Да славянофилы (из песни «Свобода слова» — прим. ред.)

 У нас, как ни крути, всегда были западники и славянофилы, либералы и консерваторы и т.д. И они спорили и в салонах, и на реальных полях сражений. В сегодняшней ситуации пока что баталии ограничиваются салонами (телевидением, интернетом). Но мне думается, что есть реальная опасность выхода этих баталий за пределы медийной реальности в реальность настоящую… Я согласен, конечно, что необходимо единство, но как его понимать? Единство идеологии, религии, нации? При любом варианте мы что-то теряем: идеологии у нас у всех разные (левые, правые, единороссы, другороссы, либералы и т.д), веры – тоже (православие, ислам и т.д.), не говоря уже о национальностях, вон их сколько в нашей России! Вот и получается, что когда мы говорим, что необходимо единство, то мы еще не знаем, что значит для нас, россиян, единство! Что думаешь по этому поводу?

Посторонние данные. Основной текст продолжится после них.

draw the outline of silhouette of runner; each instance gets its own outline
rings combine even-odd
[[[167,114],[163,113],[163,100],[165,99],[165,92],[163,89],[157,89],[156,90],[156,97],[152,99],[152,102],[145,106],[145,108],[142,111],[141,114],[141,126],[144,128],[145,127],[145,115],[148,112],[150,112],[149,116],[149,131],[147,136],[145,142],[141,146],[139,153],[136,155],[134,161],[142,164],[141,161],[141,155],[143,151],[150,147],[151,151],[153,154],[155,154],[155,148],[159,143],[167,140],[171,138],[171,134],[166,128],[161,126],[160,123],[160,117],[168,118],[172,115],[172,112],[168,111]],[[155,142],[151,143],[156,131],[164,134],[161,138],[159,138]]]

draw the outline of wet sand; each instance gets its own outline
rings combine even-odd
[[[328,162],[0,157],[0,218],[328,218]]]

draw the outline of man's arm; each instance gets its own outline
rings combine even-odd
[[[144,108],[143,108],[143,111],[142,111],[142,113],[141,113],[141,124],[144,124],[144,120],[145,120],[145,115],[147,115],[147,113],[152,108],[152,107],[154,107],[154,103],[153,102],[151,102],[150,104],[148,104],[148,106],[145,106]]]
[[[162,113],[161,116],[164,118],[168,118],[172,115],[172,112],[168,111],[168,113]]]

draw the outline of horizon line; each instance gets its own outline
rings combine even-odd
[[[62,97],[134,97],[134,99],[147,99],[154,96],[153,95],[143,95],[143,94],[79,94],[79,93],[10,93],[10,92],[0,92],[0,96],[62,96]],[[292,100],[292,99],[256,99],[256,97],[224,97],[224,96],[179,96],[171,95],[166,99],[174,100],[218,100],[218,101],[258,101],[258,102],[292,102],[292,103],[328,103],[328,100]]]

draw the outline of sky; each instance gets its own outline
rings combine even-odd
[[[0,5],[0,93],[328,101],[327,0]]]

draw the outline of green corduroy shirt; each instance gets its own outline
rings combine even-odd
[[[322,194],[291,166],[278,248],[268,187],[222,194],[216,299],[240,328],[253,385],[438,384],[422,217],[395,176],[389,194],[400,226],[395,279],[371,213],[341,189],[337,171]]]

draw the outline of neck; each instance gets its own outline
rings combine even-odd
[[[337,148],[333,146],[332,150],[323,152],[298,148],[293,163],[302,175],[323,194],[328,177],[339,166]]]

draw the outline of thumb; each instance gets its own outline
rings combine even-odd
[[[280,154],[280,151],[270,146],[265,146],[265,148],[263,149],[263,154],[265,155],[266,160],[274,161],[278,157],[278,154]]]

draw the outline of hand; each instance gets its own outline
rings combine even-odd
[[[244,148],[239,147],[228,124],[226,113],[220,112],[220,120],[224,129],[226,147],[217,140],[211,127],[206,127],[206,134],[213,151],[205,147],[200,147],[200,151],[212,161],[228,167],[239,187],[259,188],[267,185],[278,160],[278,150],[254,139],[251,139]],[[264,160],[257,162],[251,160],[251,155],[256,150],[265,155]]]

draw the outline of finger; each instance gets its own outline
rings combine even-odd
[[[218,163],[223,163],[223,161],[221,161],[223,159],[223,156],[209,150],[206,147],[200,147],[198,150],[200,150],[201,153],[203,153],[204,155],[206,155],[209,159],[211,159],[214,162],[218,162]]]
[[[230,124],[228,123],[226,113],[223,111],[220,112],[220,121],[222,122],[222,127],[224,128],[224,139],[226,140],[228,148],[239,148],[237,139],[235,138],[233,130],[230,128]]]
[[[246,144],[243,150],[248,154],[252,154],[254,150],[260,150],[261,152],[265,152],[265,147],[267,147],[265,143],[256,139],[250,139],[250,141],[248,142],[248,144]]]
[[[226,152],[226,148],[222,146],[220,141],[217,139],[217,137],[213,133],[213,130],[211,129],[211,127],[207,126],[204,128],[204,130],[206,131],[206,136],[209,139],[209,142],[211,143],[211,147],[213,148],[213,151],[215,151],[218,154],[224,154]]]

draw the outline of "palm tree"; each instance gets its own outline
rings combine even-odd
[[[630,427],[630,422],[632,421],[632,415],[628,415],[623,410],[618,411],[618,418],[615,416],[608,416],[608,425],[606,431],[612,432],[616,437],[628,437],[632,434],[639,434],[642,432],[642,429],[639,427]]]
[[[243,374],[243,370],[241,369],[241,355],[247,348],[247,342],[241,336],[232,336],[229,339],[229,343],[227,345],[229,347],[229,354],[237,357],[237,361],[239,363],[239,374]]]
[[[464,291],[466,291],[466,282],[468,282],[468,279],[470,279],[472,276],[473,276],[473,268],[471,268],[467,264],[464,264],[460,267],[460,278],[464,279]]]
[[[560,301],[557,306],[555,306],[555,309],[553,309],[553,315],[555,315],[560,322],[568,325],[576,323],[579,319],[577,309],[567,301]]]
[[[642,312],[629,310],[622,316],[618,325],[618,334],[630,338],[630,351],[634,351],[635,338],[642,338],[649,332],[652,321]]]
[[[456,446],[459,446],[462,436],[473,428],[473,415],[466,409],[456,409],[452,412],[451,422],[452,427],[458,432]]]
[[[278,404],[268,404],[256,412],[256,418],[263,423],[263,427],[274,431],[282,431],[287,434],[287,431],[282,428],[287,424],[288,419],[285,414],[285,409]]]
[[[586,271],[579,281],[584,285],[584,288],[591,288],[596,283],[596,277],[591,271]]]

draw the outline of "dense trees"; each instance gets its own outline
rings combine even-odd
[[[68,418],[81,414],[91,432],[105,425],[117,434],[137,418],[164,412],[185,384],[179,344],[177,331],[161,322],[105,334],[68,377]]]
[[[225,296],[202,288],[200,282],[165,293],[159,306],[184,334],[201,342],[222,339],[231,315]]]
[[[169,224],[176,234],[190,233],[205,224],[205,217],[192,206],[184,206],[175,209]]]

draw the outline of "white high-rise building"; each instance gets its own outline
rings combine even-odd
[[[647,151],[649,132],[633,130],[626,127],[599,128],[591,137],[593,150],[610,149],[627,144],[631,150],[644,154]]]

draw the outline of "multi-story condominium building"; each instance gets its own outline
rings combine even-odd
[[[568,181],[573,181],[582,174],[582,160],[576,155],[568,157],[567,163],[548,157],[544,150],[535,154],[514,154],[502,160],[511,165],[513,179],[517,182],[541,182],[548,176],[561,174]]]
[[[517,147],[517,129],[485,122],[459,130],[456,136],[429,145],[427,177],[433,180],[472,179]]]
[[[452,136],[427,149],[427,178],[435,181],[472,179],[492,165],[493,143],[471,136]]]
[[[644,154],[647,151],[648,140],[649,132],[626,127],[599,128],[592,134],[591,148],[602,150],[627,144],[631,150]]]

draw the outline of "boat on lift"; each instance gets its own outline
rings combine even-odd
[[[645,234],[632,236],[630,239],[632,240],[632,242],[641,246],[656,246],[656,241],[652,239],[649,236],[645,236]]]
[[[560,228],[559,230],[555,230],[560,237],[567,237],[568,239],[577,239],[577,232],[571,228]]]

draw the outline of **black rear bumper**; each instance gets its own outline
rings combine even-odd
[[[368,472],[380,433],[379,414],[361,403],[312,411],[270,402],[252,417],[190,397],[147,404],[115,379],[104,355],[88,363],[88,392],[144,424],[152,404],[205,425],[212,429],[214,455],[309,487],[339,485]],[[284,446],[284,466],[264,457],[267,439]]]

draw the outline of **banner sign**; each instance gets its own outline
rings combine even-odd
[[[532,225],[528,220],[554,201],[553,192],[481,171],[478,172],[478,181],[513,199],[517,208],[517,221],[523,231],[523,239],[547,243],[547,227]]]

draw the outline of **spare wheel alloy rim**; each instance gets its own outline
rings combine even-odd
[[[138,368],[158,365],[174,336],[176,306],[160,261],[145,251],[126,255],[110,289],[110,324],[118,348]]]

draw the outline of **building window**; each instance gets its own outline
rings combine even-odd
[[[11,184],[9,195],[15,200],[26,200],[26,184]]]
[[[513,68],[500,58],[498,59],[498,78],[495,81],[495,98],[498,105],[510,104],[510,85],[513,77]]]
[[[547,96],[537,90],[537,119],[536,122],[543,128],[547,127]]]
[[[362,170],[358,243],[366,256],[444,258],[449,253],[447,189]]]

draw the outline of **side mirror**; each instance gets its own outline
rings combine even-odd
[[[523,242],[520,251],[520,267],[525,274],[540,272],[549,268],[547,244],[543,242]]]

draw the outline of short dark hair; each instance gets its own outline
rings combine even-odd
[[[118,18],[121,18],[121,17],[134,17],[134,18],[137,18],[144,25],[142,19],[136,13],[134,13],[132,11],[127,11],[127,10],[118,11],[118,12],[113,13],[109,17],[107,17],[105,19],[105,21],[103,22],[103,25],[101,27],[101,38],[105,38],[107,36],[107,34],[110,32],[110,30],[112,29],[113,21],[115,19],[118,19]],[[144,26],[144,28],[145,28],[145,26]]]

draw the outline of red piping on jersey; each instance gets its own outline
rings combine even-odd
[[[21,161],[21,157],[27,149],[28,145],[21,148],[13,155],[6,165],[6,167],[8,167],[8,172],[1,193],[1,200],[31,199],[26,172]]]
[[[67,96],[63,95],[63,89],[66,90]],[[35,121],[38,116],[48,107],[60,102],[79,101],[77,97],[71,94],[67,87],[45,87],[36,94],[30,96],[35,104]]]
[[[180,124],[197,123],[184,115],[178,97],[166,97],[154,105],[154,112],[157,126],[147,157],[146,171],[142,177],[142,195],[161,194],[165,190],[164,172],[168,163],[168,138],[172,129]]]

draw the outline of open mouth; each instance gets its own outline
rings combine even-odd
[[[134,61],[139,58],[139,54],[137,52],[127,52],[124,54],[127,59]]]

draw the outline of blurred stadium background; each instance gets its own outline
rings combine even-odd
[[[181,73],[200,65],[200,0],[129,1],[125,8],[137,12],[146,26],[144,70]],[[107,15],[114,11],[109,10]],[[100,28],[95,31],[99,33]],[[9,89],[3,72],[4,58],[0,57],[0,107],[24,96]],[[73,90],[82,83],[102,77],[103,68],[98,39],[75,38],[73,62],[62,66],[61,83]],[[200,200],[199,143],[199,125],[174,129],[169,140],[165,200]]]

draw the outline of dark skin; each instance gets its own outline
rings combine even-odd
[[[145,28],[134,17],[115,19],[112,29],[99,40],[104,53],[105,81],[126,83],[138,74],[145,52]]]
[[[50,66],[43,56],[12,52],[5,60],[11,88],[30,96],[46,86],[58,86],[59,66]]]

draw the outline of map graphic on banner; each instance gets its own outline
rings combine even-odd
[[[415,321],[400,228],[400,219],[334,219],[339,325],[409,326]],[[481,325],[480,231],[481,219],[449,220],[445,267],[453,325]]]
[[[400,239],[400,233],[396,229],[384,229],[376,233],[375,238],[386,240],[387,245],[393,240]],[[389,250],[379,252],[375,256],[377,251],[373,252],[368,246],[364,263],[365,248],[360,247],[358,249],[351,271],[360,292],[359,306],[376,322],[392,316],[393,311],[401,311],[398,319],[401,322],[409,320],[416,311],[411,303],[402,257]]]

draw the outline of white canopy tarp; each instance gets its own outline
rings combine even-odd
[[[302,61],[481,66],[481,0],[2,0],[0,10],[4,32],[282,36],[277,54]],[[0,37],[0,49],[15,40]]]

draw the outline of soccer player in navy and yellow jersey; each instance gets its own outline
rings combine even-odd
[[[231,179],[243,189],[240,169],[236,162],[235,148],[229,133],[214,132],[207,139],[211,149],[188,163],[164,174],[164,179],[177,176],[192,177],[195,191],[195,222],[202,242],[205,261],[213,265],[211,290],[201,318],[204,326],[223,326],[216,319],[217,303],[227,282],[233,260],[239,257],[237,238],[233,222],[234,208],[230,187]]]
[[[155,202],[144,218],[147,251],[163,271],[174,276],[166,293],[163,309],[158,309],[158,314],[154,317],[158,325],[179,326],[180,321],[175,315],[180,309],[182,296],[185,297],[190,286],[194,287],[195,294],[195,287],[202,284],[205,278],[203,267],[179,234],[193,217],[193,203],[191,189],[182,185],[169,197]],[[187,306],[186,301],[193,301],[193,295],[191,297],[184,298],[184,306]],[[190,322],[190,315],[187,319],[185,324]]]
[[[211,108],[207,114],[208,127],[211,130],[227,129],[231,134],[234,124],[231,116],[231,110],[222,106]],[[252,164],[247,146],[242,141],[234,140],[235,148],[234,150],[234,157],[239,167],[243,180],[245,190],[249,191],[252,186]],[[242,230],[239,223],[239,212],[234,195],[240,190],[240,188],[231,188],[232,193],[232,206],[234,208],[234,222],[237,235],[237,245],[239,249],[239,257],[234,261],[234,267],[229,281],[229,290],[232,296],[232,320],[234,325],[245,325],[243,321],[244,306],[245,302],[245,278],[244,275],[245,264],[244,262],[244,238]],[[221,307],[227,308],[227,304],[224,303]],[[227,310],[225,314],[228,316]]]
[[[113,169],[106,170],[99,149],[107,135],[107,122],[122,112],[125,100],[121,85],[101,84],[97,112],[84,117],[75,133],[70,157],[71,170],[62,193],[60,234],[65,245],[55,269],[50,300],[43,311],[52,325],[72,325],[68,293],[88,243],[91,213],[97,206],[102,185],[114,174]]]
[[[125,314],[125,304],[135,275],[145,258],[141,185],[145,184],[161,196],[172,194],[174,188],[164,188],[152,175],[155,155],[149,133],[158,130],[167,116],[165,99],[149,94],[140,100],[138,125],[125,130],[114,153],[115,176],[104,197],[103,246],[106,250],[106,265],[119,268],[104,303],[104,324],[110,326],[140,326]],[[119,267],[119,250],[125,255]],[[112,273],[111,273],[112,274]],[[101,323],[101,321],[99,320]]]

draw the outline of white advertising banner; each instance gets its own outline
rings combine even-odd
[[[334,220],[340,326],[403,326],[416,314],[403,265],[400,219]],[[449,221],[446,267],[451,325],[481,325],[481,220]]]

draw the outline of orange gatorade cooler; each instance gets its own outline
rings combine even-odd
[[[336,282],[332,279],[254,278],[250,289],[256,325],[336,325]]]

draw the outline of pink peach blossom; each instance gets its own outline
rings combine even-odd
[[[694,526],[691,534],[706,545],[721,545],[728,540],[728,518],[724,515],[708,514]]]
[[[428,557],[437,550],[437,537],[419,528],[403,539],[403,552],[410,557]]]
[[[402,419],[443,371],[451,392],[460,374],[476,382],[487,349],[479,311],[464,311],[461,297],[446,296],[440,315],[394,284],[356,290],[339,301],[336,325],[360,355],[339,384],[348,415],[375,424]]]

ВЖ: Я думал об этом. Но убедился, что сегодня нет таких западников и либералов, как, например, Тургенев, Чернышевский, Герцен и прочие. Всё какая-то шелуха, типа Ксюши Собчак – это всё шмурдяк второй свежести. Так что я не вижу реальных диаметрально противоположных лагерей. Всё – от шоубиза! Единство у нас было. Была идея, к которой можно по-разному относиться, но она была впервые за долгую историю. Как бы то ни звучало, но это была социалистическая идея. Да, много издержек, но всё работало, и каждый человек чувствовал себя причастным к какой-то великой идее. И более того, — каждый советский гражданин чувствовал за собой огромную машину, которая обеспечивала ему самое главное – безопасность! Сумели же они за столь короткое время сработать это. Почему же мы не можем? А потому что нас за четверть века научили только одному – заработать на хлеб. И каждый, большинство думает только про это. Впрочем, люди не виноваты, ибо они поставлены были в такие условия. А сейчас у нас так —  кто будет думать про своего брата, когда в животе сухо?

 АК: Согласен, что не те уже западники, не те и славянофилы. Согласен и с тем, что на пустое брюхо ни наука, ни стройка не идет. Но с другой стороны – строили же ведь каналы и высотки с голодным брюхом, и научные открытия делали в лагерях — того же отца Павла Флоренского вспомнить можно, человек работал в совершенно невыносимых условиях. В наше время такого не представить уже, увы…

ВЖ: Этим занимались строгие ИДЕАЛИСТЫ, — они много отличаются от мещан, живущих хлебом, которых большинство. Ты думаешь все они читали «Хлеб и чтение» Андрея Платонова? А он в сей повести написал именно про это – про идеалиста, которому во что бы то ни стало нужно сработать электричество. Идеалистов не может быть много, но именно они и являются поводырями общества и его движущей силой. Максим Горький, не имея в доме свечи, читал книги у окна, отражая лунный свет на книжную страницу подносом. Их мало, жадных до знаний и открытий, людей.